As can be seen in the video here, the helicopter is just leaving the ground from a walled compound (in a country almost entirely comprised of walled compounds) and an object appears to fall from it and is retrieved by troops on the ground. As it begins to gain altitude a missile can be seen coming from above it and to the left and strike its rotor hub. The blast sends the parts of several of the rotor blades flying and the tail boom collapses. What appears to be the rocket part of the missile can be seen continuing to travel past the helicopter from left to right and out of the frame.

The Afghan military attributed the attack to militia forces under the command of  Abdul Ghani Alipur Alipour, who is also known as “Commander Sword.” His militia is comprised of Shi’ite Hazara, a minority tribe in Afghanistan. The Hazara are looked down upon by the mostly Sunni Pashtuns in the country.

Operating mostly in the Ghor, Wardak, and Daykundi areas Alipour is said to enjoy a Robin Hood-like reputation among the Hazara. Several years previously, Alipour formed his militia in response to Sunni militias stopping vehicles of Hazara and shooting them. Alipour’s militia then responded in kind, setting up checkpoints and shooting Sunni Pashtuns. We may not be able to tell one Afghan from another, but over there they mark clear physical distinctions between different tribes of people: The Hazara are descendants of Mongols and Turkic people who moved into the area of Kabul in the 16th century. They speak a dialect of Persian similar to Dari. This marks them as physically and culturally distinct from Sunni Pashtuns who believe themselves to be the rightful “people” of Afghanistan. In the sectarian strife of the last 20 years of war between ISIS, AQ, the Taliban, and the U.S. and NATO Allies, some 500,000 Hazara have fled to Iran. There, the Iranians have conscripted Hazara to fight in Iranian-backed militias in Syria as a condition to remaining in the country.

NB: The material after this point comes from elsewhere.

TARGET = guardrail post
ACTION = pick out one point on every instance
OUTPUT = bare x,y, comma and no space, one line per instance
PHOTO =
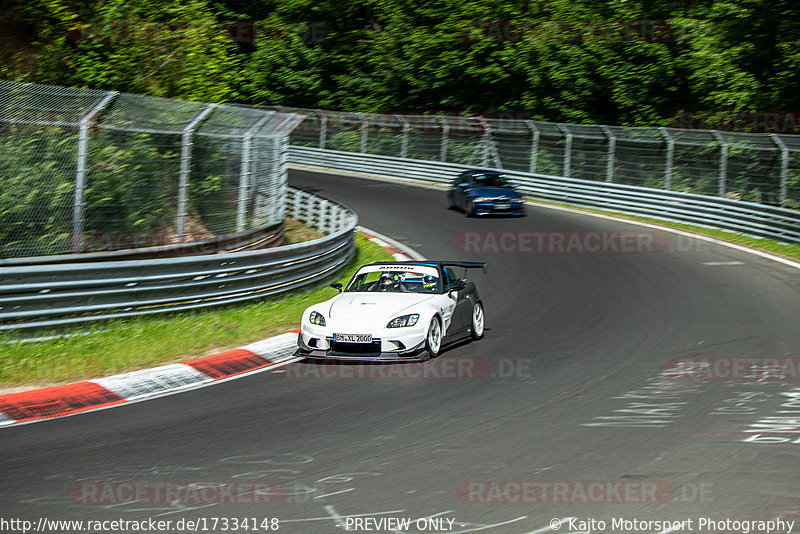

When the government in Kabul arrested Alipour on charges of human rights abuses in 2018, the Hazara erupted into violence in the northern provinces, resulting in the government releasing him on a kind of parole. He has since refused to submit to the national government, which has vowed to hunt him down. This is what these helicopters and Afghan troops may have been doing out of Behsud in the first place.

As much as we have tried to create democracy in Afghanistan, we have only built its veneers. What dominates is the Pashtun culture centered on Pashtunwali, or “The Way of the Afghans.” Under this culture, society is ordered in a tribal system made up of families and extended families with a Khan as their leader, someone akin to a warlord. It is a decentralized top-down system of local governance that does not tolerate notions of elections or centralized control of their affairs.

The Hazara on the other hand, have a different culture and are considered apostates who must either convert to Sunnism, leave Afghanistan, or be killed. The Taliban tried very hard to carry out wipe them out in 1998 when they executed thousands of Hazara in Mazar-e-Sharif after taking control of the city. This in turn forced the Hazara into the arms of the national government to find protection. Following the defeat of the Taliban in 2002 by U.S. and Northern Alliance Forces, the Hazara put down their weapons and submitted to the authority of the central government receiving promises of NATO-provided safety and security. The Pashtuns did not.